Will Big Tech Control the Future of AI Agents on the Web?
- Sofia Ng
- Oct 15
- 3 min read
The history of the internet has always been shaped by a tension between open access and corporate control. On one side is the democratic vision of a network where anyone can build, connect, and share. On the other is the growing reality of a digital landscape dominated by a handful of powerful companies.
A New Scientist article by Chris Stokel-Walker (11 June 2025) explores how this struggle is entering a new phase with the rise of AI agents, autonomous systems designed to act on our behalf online. The fear is that the very protocols allowing these agents to communicate could become yet another tool for big tech to consolidate power, leaving smaller players and open innovation on the margins.

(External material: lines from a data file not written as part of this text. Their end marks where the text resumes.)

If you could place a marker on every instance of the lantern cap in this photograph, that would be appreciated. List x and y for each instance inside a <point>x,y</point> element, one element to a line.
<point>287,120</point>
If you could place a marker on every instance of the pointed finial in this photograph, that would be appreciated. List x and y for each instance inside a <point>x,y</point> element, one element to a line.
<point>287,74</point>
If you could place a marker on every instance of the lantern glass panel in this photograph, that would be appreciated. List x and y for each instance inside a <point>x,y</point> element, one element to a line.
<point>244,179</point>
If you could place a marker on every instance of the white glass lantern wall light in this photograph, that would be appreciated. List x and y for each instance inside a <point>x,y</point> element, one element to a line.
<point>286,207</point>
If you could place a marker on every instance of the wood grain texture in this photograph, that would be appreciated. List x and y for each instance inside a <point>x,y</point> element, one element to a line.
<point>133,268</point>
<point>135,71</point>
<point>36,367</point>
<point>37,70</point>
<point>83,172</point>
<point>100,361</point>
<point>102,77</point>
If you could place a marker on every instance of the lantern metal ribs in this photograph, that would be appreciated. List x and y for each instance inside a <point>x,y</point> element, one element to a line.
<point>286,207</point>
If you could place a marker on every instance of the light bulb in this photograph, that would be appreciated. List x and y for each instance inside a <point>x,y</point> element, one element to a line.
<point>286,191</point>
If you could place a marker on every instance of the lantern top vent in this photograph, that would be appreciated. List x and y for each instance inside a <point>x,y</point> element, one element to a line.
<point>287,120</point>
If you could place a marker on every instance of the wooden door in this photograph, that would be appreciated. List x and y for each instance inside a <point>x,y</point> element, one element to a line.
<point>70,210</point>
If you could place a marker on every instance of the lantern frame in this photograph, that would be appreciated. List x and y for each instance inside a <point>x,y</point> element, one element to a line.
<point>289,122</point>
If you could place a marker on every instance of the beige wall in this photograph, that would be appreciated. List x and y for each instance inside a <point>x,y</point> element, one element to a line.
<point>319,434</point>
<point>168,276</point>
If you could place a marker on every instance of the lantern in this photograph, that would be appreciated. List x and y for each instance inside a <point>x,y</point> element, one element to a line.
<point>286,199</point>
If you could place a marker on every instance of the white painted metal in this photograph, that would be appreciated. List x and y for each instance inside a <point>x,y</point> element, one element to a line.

What Exactly Are AI Agents?
If you’ve used ChatGPT, Gemini, or Claude, you’ve already experienced conversational AI. An AI agent takes that idea a step further. Instead of just answering questions, it can act on your behalf, browsing websites, booking flights, comparing products, or even coordinating with other agents to complete a task.
Think of an agent as your digital personal assistant that doesn’t just talk, but also does.
Why the Internet Isn’t Ready for Them
Here’s the catch: the internet we know was built for humans, not machines. Websites, logins, and forms are designed for people clicking and typing, not for AI agents negotiating with one another. To make agents work, we need new “protocols”, shared rules that let software talk to software.
Right now, two big players are leading the charge:
MCP (Model Context Protocol) – developed by Anthropic, it’s like giving every agent a universal phone number so it can securely connect to data sources and tools.
A2A (Agent-to-Agent) – developed by Google, this goes further, creating a kind of group chat where agents can discover each other, exchange information, and coordinate tasks.
Both sound promising, but they come with a catch: they’re being built inside big tech companies.
The Risk of Walled Gardens
History gives us a warning here. Social networks, app stores, even email to some extent, all started open but were eventually fenced off by big players who controlled access, extracted fees, or limited interoperability.
If MCP or A2A becomes the “default” protocol, whoever controls it will effectively control how AI agents interact with the web. That could mean:
Smaller startups struggling to compete.
Hobbyists and independent developers locked out.
Users pushed into ecosystems where choice is limited.
In short: the internet risks becoming less like a public library, more like a private shopping mall.
Enter ANP: The Open Alternative
This is where the Agent Network Protocol (ANP) comes in. Led by Gaowei Chang and supported by the World Wide Web Consortium (W3C), ANP is an open-source alternative designed to keep the agent internet open to everyone.
Unlike MCP or A2A, ANP doesn’t rely on a central authority or a catalogue of “approved” agents. Instead, any agent can discover and connect with another, much like the early internet when anyone could set up a website or an email address without asking permission.
In plain terms: ANP is trying to keep the internet a level playing field, where innovation doesn’t require permission from Google or Anthropic.
Why This Matters Beyond Tech Circles
You don’t have to be a developer to see why this is important. Imagine a future where:
Healthcare apps can share data across systems freely, instead of being locked into one vendor’s ecosystem.
Small businesses can deploy their own AI agents without paying gatekeeping fees.
Individuals can build personal agents that truly work for them, not for a company’s bottom line.
That’s the difference between an open standard and a corporate-controlled one.
My Takeaway
As Catherine Flick, a researcher at Staffordshire University, put it: open protocols are about bringing democratisation back to the internet. If we leave the rules of AI agents solely in the hands of big tech, we risk repeating the mistakes of past digital platforms, where openness gave way to lock-in.
I see this as one of the defining infrastructure questions of the AI time. The technology is moving fast, but unless we push for open, transparent standards, the internet of agents may not belong to all of us.